Title: Under the Wide and Starry Sky
Author: Nancy Horan
Publisher: Ballantine Books
Publication Date: January 21, 2104
ISBN: 9780345516534
Number of Pages: 496
How I Got It: NetGalley

NetGalley Description:

The much-anticipated second novel by the author of Loving Frank, the beloved New York Timesbestseller, this new work tells the incredible story of the passionate, turbulent relationship between Scottish author Robert Louis Stevenson and his wild-tempered American wife, Fanny.

In her masterful new novel, Nancy Horan has recreated a love story that is as unique, passionate, and overwhelmingly powerful as the one between Frank Lloyd Wright and Mamah Cheney depicted so memorably in Loving Frank. Under the Wide and Starry Sky chronicles the unconventional love affair of Scottish literary giant Robert Louis Stevenson, author of classics including Treasure Island and The Strange Case of Dr. Jekyll and Mr. Hyde, and American divorcee Fanny Van de Grift Osbourne. They meet in rural France in 1875, when Fanny, having run away from her philandering husband back in California, takes refuge there with her children. Stevenson too is escaping from his life, running from family pressure to become a lawyer. And so begins a turbulent love affair that will last two decades and span the world.
My Review:
This book took a very long time for me to read. I waffled at the beginning. I wasn't loving it but I wasn't ready to toss it to the wayside just yet. Then somewhere in the middle I was about to give up again. But then! *dramatic pause* I fell in love with the story. As in wistful, sighing, love. Looking back on the story in its entirety, I see why I started, stopped, sputtered, and about gave up. Horan's story (and my struggle with getting in stride with the story) is exemplary of marriage itself! Fanny van de Grift and Robert Louis Stevenson's paths cross, become messily entangled, and eventually merge into a loving marriage.

The story, spanning almost 30 years, begins in France, where Fanny is studying art with her children in tow, but her philandering and drunkard husband has been left behind in America. She befriends fellow artists and falls in sync with their bohemian lifestyle. Here she meets Robert Louis Stevenson (Louis) when he makes a grand entrance...through a window! Their eventual pairing is slowed by another love interest and the unfortunate fact that Fanny is indeed still married.

The cast of characters is vast but not overwhelming. The story includes multiple friends and family members and spans so many years that characters pop in and out and re-emerge with entirely new sets of circumstances.  Louis' health drives he and Fanny to destinations around the world from the coldest parts of Europe, to London, to New York, to Sydney and the South Seas. The entire second half of the novel takes place on islands full of natives, mostly on Samoa.

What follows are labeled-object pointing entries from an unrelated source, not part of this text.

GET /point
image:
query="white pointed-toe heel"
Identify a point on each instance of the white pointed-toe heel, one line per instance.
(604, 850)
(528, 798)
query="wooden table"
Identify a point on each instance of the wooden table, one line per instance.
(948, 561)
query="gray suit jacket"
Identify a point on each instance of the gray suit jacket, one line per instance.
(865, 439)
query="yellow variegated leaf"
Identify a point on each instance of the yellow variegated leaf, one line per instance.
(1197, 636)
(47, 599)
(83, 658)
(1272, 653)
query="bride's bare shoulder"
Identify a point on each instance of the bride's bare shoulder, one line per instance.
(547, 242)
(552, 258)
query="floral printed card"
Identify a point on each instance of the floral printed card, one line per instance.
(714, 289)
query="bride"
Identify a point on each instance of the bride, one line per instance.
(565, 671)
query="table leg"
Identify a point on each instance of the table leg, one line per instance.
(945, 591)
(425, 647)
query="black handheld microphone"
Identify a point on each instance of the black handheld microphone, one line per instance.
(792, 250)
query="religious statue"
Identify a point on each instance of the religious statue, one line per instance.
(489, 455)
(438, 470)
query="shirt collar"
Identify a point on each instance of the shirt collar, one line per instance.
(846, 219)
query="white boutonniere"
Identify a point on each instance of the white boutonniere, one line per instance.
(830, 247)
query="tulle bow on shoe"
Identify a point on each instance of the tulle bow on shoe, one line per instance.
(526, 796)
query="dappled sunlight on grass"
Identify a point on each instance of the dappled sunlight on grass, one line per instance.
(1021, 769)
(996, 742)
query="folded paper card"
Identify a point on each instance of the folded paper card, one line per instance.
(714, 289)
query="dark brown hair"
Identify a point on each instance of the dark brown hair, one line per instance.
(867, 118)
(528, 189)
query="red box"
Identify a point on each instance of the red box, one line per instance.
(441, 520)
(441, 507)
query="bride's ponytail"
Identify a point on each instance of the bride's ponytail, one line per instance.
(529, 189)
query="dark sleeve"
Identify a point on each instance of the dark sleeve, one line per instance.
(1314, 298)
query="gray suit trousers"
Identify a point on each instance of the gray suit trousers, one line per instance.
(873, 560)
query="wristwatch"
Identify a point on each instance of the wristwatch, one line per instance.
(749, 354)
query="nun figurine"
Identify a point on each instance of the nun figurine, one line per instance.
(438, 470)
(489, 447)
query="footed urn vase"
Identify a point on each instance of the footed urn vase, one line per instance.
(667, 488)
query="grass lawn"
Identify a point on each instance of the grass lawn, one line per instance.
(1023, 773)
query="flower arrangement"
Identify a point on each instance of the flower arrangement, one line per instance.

The story is full of intercontinental correspondence among the couple's literary circle, Louis' writing, Fanny's critiquing, and the daily ebbs and flows of family and marriage. The couple's interaction with each other and their interaction with others is the backbone of the story and quite admirable. Coming in at almost 500 pages it is impossible to give a synopsis that comes close to including everything touched upon in this story (Henry James, mining towns, death, mental and physical illnesses, sea voyages, accused plagurism, colonialism...)

I am not personally drawn to stories of romance that are all flowers and candlelight, or bodice rippers,  or aristocratic marriages. Instead, the story of Fanny and Louis' marriage is much more realistic and satisfying. I highlighted this book profusely and would like to re-read it someday (and I never say that!)